# Exchange rings and translation algebras

Recall that a ring $$R$$ is von Neumann regular if given any $$x \in R$$ there is $$y\in R$$ such that $$xyx=x$$. (Examples: fields; matrix algebras; various rings of unbounded operators, where $$y$$ is “the inverse of $$x$$ away from the kernel”.) A ring $$R$$ is called an exchange ring if, for every $$x\in R$$, there is an idempotent $$e\in R$$ such that $$e\in xR$$ and $$(1-e)\in (1-x)R$$. Von Neumann regular rings are examples of exchange rings.
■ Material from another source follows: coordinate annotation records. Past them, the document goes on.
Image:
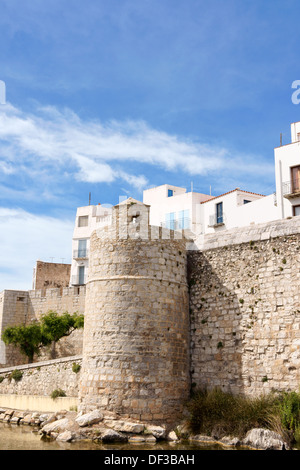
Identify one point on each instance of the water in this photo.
(21, 437)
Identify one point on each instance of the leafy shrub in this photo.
(76, 367)
(16, 375)
(218, 413)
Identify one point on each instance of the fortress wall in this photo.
(41, 379)
(245, 312)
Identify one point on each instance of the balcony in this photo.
(177, 224)
(291, 189)
(80, 254)
(216, 221)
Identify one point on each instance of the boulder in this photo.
(65, 436)
(172, 436)
(90, 418)
(264, 439)
(110, 435)
(58, 426)
(157, 431)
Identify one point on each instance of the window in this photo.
(296, 210)
(83, 221)
(170, 220)
(219, 213)
(82, 248)
(81, 274)
(184, 219)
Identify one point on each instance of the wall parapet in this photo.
(255, 232)
(34, 365)
(42, 378)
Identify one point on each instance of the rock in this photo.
(26, 419)
(110, 435)
(58, 426)
(264, 439)
(125, 426)
(90, 418)
(201, 438)
(136, 439)
(15, 420)
(65, 436)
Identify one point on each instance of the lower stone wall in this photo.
(245, 316)
(42, 378)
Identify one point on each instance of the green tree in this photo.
(55, 326)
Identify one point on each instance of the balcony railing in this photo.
(80, 254)
(291, 188)
(216, 221)
(78, 280)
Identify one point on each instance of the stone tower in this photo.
(136, 334)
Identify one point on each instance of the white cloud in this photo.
(94, 152)
(25, 238)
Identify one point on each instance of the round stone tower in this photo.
(136, 332)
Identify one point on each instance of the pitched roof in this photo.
(236, 189)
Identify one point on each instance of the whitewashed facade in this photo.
(175, 208)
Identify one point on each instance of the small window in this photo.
(170, 220)
(219, 213)
(83, 221)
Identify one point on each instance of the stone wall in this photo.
(136, 335)
(245, 315)
(51, 275)
(43, 378)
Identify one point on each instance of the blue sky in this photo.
(115, 96)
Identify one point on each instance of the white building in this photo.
(88, 219)
(287, 171)
(175, 208)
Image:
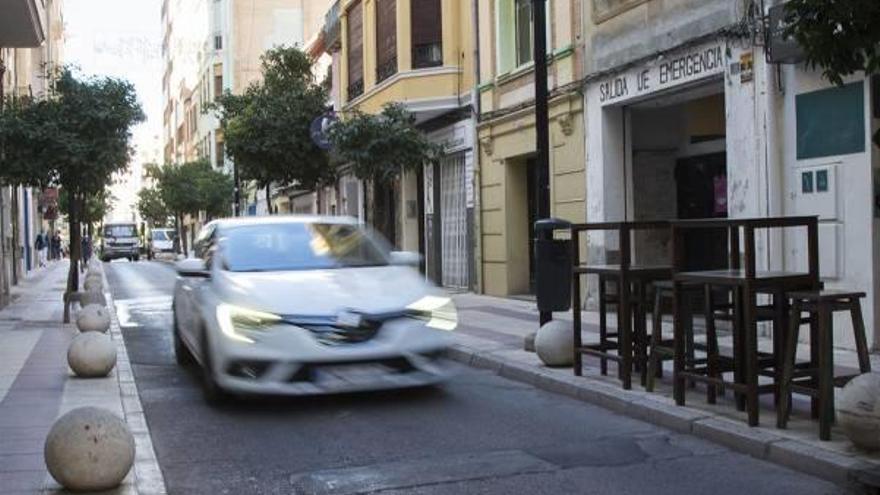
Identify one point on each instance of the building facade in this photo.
(687, 118)
(506, 175)
(211, 47)
(419, 53)
(31, 44)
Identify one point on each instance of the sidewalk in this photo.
(36, 387)
(491, 334)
There is a developed algebraic theory of these rings, with links to real rank 0 C*-algebras among other things.

I just became aware of the paper Ara, P., K. C O’Meara, and F. Perera. Gromov translation algebras over discrete trees are exchange rings. Transactions of the American Mathematical Society 356, no. 5 (2004): 2067–2079 (electronic). In this paper it is shown that the algebraic translation algebra associated to a tree, with coefficients in a von Neumann regular ring, must be an exchange ring. The tree hypothesis is used in various places, but the authors don’t know, apparently, whether there are examples of metric spaces $$X$$ for which the translation algebra is not an exchange ring. (The plane might be a good example to start with.)